1. Major business contracts;

2. Major transactions;

3. Connected transactions;

4. Significant risks;

5. Major changes;

6. Other major matters.

Article 8 when the company, its subsidiaries and joint-stock companies intend to sign major daily business contracts (including conditional entry into force and option contracts) or receive the letter of acceptance, they shall timely report the key points of the contract when signing the contract:

(1) The contract amount accounts for more than 50% of the latest audited total assets of the company, and the absolute amount exceeds 500 million yuan;

(2) The contract amount accounts for more than 50% of the audited main business income of the company in the latest fiscal year, and the absolute amount exceeds 500 million yuan;

(3) Other contracts that may have a significant impact on the financial status and operating results of the unit. If the data involved in the above indicators is negative, the absolute value shall be taken for calculation.

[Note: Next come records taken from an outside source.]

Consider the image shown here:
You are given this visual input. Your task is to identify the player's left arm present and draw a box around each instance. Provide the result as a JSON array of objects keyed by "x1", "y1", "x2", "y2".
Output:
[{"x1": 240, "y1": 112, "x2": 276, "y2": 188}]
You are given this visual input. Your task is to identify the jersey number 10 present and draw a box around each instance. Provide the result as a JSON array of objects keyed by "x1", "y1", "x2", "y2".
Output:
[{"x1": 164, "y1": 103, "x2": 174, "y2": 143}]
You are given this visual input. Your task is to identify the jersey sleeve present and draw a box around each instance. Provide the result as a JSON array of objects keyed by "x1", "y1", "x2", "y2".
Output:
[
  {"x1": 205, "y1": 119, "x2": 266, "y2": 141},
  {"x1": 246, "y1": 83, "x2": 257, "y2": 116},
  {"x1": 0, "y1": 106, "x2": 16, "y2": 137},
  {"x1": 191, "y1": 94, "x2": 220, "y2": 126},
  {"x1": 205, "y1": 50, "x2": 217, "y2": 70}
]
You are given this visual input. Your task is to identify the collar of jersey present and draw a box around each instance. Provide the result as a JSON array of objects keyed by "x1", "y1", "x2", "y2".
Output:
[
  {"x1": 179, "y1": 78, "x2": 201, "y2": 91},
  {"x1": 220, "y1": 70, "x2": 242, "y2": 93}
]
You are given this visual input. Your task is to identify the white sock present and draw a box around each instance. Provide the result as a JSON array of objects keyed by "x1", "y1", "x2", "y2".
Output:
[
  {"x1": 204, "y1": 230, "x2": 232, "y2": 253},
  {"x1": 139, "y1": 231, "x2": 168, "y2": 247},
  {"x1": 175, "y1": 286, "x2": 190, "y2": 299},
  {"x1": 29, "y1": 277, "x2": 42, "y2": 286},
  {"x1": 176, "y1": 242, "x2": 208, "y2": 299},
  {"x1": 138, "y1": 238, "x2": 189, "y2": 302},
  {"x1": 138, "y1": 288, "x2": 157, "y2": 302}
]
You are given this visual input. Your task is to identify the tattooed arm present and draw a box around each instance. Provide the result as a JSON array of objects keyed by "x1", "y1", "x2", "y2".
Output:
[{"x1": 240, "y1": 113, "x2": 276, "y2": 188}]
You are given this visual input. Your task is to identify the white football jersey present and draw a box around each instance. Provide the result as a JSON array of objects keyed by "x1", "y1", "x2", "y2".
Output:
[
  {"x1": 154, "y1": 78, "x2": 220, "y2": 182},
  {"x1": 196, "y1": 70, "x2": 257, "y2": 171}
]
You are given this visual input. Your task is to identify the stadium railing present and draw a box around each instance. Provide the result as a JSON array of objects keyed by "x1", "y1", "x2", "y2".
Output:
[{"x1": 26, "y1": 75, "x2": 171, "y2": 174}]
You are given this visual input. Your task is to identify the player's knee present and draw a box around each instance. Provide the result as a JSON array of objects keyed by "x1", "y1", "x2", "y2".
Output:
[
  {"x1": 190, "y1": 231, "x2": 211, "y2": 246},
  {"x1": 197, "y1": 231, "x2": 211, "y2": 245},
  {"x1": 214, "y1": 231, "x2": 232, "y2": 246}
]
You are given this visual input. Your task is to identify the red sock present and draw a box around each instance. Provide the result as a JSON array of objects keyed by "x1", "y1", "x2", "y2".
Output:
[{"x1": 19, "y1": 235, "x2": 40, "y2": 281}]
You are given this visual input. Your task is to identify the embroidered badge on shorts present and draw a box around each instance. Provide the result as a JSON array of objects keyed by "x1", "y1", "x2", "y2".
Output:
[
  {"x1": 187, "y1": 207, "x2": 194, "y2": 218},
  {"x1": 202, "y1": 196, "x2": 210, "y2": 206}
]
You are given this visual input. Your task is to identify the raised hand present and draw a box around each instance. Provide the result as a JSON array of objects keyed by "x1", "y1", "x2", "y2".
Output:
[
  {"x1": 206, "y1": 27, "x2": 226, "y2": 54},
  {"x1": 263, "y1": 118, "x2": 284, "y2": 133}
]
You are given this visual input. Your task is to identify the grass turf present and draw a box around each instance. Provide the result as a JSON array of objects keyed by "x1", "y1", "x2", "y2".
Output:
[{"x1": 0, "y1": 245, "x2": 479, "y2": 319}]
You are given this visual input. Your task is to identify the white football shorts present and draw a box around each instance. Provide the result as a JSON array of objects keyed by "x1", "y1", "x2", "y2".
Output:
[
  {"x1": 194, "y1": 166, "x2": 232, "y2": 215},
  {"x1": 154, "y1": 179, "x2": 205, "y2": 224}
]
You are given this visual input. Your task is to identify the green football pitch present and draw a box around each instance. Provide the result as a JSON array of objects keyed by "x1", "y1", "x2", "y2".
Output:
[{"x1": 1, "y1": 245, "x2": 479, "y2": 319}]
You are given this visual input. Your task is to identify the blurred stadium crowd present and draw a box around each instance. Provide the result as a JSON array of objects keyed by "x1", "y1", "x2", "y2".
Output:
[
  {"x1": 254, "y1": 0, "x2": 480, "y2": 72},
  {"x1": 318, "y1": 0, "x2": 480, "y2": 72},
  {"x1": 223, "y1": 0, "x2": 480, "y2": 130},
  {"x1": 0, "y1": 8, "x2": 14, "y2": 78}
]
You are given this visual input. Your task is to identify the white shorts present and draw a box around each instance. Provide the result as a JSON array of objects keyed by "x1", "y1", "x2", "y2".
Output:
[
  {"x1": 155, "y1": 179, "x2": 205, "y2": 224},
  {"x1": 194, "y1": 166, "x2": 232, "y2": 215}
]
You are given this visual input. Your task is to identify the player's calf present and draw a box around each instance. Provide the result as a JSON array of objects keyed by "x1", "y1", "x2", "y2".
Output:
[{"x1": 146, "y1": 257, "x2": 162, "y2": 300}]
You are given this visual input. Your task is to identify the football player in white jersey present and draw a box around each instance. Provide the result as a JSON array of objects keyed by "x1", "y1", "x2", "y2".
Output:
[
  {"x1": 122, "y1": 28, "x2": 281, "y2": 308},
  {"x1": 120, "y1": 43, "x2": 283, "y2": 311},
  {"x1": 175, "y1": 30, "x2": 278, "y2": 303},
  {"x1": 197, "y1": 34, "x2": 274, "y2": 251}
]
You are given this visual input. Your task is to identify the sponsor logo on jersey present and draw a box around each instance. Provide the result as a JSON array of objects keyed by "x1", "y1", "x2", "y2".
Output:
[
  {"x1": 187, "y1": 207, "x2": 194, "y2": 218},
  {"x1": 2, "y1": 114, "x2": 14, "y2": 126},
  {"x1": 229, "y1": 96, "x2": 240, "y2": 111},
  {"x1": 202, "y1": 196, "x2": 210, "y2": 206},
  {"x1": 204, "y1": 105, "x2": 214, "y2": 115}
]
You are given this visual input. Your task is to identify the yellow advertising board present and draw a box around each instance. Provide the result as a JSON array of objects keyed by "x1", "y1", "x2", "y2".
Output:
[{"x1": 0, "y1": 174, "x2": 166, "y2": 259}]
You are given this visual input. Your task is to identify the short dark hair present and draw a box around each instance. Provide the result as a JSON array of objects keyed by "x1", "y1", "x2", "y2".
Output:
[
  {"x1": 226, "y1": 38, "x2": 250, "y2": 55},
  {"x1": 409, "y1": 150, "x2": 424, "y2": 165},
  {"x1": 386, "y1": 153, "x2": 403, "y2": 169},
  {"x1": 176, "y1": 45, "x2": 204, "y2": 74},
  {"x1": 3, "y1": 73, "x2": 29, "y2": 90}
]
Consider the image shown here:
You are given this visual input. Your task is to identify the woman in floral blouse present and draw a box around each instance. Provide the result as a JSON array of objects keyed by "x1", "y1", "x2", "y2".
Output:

Article 9 the company, its subsidiaries and joint-stock companies shall report the following major transactions within the specified time limit when they meet the standards specified in this article:

(1) Purchase or sale of assets;

(2) Foreign investment (including entrusted financial management, entrusted loans, etc.);

(3) Provide financial assistance;

(4) Provide guarantee;

(5) Leased in or leased out assets;

(6) Entrusted or entrusted management of assets and businesses;

(7) Donated or donated assets;

(8) Reorganization of creditor’s rights and debts;

(9) Sign the license agreement;

(10) Transfer or transfer of research and development projects;

(11) Other transactions to be reported identified by the company in accordance with the requirements of securities regulatory rules.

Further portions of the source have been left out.